Preheat your oven to 425°F (220°C). Line a baking sheet with parchment paper or lightly grease it with cooking spray.
In a mixing bowl, combine the softened butter, parsley, chives, thyme, minced garlic, lemon zest, and a pinch of salt. Mix well until all ingredients are combined. Set aside.
In a large bowl, add the cauliflower florets. In a separate bowl, whisk together the eggs.
Sprinkle the flour over the cauliflower and toss to coat evenly. Then, dip each floret into the egg mixture, allowing excess to drip off.

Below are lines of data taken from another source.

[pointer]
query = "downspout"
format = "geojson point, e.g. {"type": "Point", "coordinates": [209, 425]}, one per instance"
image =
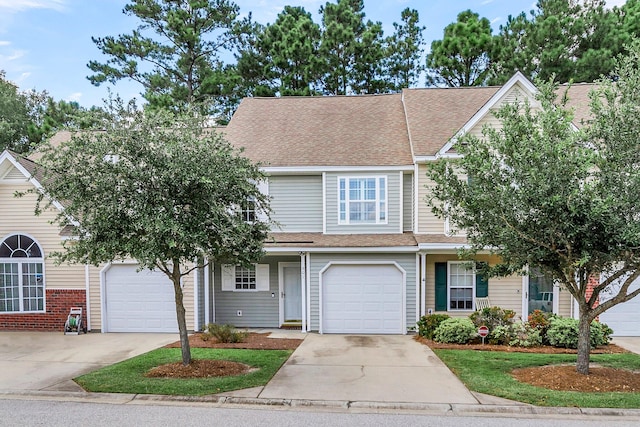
{"type": "Point", "coordinates": [87, 283]}
{"type": "Point", "coordinates": [303, 284]}
{"type": "Point", "coordinates": [196, 294]}
{"type": "Point", "coordinates": [207, 307]}
{"type": "Point", "coordinates": [423, 283]}
{"type": "Point", "coordinates": [308, 286]}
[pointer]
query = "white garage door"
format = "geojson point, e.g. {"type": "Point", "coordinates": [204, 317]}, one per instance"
{"type": "Point", "coordinates": [624, 318]}
{"type": "Point", "coordinates": [362, 299]}
{"type": "Point", "coordinates": [139, 301]}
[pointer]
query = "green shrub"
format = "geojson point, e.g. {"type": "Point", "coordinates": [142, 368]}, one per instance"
{"type": "Point", "coordinates": [455, 330]}
{"type": "Point", "coordinates": [563, 332]}
{"type": "Point", "coordinates": [541, 320]}
{"type": "Point", "coordinates": [492, 317]}
{"type": "Point", "coordinates": [600, 334]}
{"type": "Point", "coordinates": [223, 333]}
{"type": "Point", "coordinates": [427, 324]}
{"type": "Point", "coordinates": [516, 335]}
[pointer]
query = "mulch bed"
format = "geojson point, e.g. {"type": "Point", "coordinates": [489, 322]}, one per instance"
{"type": "Point", "coordinates": [560, 377]}
{"type": "Point", "coordinates": [606, 349]}
{"type": "Point", "coordinates": [254, 341]}
{"type": "Point", "coordinates": [220, 368]}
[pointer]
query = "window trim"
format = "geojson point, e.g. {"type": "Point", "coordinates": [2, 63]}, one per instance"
{"type": "Point", "coordinates": [378, 200]}
{"type": "Point", "coordinates": [449, 287]}
{"type": "Point", "coordinates": [228, 278]}
{"type": "Point", "coordinates": [21, 262]}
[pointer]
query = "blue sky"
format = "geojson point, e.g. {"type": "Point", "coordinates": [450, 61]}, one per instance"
{"type": "Point", "coordinates": [46, 44]}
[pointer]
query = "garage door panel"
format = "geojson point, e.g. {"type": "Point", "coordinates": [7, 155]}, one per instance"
{"type": "Point", "coordinates": [362, 299]}
{"type": "Point", "coordinates": [139, 301]}
{"type": "Point", "coordinates": [624, 318]}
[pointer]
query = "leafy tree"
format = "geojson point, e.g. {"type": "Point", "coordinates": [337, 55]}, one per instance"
{"type": "Point", "coordinates": [405, 49]}
{"type": "Point", "coordinates": [169, 193]}
{"type": "Point", "coordinates": [283, 57]}
{"type": "Point", "coordinates": [548, 197]}
{"type": "Point", "coordinates": [179, 62]}
{"type": "Point", "coordinates": [461, 58]}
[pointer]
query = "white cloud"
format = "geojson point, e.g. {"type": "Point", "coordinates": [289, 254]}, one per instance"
{"type": "Point", "coordinates": [20, 5]}
{"type": "Point", "coordinates": [12, 56]}
{"type": "Point", "coordinates": [74, 97]}
{"type": "Point", "coordinates": [618, 3]}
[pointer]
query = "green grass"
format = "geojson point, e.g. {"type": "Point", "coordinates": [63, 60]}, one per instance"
{"type": "Point", "coordinates": [128, 376]}
{"type": "Point", "coordinates": [489, 372]}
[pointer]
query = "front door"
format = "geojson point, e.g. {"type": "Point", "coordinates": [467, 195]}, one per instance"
{"type": "Point", "coordinates": [290, 293]}
{"type": "Point", "coordinates": [540, 294]}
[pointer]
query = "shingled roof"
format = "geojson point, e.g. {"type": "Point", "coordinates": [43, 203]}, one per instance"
{"type": "Point", "coordinates": [365, 130]}
{"type": "Point", "coordinates": [436, 114]}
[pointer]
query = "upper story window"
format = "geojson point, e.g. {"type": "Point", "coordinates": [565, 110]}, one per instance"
{"type": "Point", "coordinates": [248, 210]}
{"type": "Point", "coordinates": [362, 200]}
{"type": "Point", "coordinates": [21, 275]}
{"type": "Point", "coordinates": [245, 278]}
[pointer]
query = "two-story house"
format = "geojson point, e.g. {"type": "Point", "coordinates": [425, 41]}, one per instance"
{"type": "Point", "coordinates": [354, 248]}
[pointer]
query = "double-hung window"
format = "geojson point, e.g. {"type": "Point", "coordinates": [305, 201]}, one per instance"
{"type": "Point", "coordinates": [248, 210]}
{"type": "Point", "coordinates": [21, 275]}
{"type": "Point", "coordinates": [245, 278]}
{"type": "Point", "coordinates": [250, 278]}
{"type": "Point", "coordinates": [362, 200]}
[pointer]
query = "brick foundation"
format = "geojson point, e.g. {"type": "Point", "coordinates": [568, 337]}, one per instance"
{"type": "Point", "coordinates": [58, 303]}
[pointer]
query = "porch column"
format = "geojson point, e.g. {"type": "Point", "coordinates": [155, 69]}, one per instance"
{"type": "Point", "coordinates": [423, 283]}
{"type": "Point", "coordinates": [303, 283]}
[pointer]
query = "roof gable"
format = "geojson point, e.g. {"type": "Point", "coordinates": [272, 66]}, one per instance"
{"type": "Point", "coordinates": [515, 90]}
{"type": "Point", "coordinates": [362, 130]}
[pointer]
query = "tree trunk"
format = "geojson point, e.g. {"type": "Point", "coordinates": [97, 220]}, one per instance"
{"type": "Point", "coordinates": [182, 323]}
{"type": "Point", "coordinates": [584, 344]}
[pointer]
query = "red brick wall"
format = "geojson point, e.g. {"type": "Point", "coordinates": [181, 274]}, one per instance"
{"type": "Point", "coordinates": [58, 303]}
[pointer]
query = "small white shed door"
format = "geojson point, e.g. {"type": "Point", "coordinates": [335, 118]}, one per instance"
{"type": "Point", "coordinates": [139, 301]}
{"type": "Point", "coordinates": [362, 299]}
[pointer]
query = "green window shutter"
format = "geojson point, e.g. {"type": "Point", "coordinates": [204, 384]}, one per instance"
{"type": "Point", "coordinates": [441, 286]}
{"type": "Point", "coordinates": [482, 283]}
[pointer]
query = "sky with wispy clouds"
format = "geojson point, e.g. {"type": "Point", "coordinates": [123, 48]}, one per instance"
{"type": "Point", "coordinates": [46, 44]}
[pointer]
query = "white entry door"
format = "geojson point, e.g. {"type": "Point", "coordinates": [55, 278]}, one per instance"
{"type": "Point", "coordinates": [290, 292]}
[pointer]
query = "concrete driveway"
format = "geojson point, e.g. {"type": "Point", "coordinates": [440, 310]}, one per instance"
{"type": "Point", "coordinates": [49, 360]}
{"type": "Point", "coordinates": [376, 368]}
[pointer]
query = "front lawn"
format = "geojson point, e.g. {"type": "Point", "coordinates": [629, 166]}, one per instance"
{"type": "Point", "coordinates": [129, 376]}
{"type": "Point", "coordinates": [489, 372]}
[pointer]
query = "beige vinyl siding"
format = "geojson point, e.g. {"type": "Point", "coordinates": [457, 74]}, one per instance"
{"type": "Point", "coordinates": [428, 223]}
{"type": "Point", "coordinates": [393, 205]}
{"type": "Point", "coordinates": [296, 202]}
{"type": "Point", "coordinates": [17, 217]}
{"type": "Point", "coordinates": [503, 292]}
{"type": "Point", "coordinates": [319, 261]}
{"type": "Point", "coordinates": [408, 201]}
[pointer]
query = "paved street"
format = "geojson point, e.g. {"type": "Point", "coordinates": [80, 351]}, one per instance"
{"type": "Point", "coordinates": [64, 414]}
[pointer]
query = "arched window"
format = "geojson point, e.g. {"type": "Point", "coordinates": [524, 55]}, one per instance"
{"type": "Point", "coordinates": [21, 275]}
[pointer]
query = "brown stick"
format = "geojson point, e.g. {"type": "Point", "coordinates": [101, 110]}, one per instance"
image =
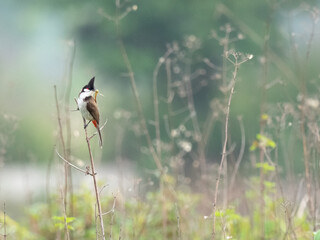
{"type": "Point", "coordinates": [66, 166]}
{"type": "Point", "coordinates": [93, 174]}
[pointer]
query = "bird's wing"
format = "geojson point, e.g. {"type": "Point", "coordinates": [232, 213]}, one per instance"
{"type": "Point", "coordinates": [93, 109]}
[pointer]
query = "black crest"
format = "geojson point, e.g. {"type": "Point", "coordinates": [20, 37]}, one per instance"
{"type": "Point", "coordinates": [90, 85]}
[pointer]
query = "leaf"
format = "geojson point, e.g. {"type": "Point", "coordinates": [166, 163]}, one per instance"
{"type": "Point", "coordinates": [265, 141]}
{"type": "Point", "coordinates": [317, 235]}
{"type": "Point", "coordinates": [266, 167]}
{"type": "Point", "coordinates": [254, 145]}
{"type": "Point", "coordinates": [264, 117]}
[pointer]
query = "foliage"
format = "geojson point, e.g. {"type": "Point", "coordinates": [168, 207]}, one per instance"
{"type": "Point", "coordinates": [168, 213]}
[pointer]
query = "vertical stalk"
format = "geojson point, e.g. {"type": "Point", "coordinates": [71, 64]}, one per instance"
{"type": "Point", "coordinates": [224, 149]}
{"type": "Point", "coordinates": [66, 166]}
{"type": "Point", "coordinates": [93, 174]}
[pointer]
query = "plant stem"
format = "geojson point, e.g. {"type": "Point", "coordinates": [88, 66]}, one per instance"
{"type": "Point", "coordinates": [224, 149]}
{"type": "Point", "coordinates": [93, 174]}
{"type": "Point", "coordinates": [66, 166]}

In another bowl, mix the breadcrumbs, Parmesan cheese, garlic powder, onion powder, smoked paprika, salt, and pepper. In batches, transfer the cauliflower florets from the egg mixture to the breadcrumb mixture, ensuring they are well-coated.

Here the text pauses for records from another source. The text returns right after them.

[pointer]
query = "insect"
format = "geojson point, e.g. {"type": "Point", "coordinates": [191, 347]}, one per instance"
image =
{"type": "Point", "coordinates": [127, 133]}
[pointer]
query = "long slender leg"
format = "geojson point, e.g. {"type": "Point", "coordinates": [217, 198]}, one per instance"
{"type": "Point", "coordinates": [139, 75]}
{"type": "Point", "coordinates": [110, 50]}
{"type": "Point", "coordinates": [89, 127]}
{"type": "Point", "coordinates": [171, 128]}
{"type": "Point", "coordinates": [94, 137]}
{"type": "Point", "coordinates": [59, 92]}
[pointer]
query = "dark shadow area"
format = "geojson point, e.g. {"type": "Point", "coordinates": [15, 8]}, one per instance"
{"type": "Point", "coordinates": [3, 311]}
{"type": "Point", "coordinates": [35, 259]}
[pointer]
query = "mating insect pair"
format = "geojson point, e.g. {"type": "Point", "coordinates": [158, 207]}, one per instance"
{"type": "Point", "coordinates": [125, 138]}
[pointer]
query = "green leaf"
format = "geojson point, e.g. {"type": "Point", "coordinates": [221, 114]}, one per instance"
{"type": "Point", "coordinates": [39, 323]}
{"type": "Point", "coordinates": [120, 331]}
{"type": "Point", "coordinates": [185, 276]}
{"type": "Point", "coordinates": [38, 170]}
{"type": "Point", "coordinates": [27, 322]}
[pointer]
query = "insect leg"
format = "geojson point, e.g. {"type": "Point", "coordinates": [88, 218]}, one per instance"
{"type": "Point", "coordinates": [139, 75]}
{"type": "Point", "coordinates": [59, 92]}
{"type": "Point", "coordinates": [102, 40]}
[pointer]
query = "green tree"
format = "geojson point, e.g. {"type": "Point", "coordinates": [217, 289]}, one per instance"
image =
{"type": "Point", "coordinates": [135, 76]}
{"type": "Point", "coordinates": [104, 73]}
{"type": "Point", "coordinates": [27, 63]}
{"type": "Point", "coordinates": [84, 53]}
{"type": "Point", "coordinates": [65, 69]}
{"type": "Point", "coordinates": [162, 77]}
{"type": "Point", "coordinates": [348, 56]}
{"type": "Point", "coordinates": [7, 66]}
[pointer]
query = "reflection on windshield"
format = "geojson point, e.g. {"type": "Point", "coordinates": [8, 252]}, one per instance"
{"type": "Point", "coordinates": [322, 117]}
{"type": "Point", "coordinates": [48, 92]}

Place the coated cauliflower pieces on the prepared baking sheet in a single layer. Bake for 20-25 minutes, or until golden brown and crispy, flipping halfway through for even cooking.
Once the cauliflower is crispy, remove from the oven and immediately toss the hot cauliflower bites in the prepared herb butter until nicely coated.
Transfer the herb butter crispy cauliflower bites to a serving platter and serve warm, garnished with additional chopped herbs if desired.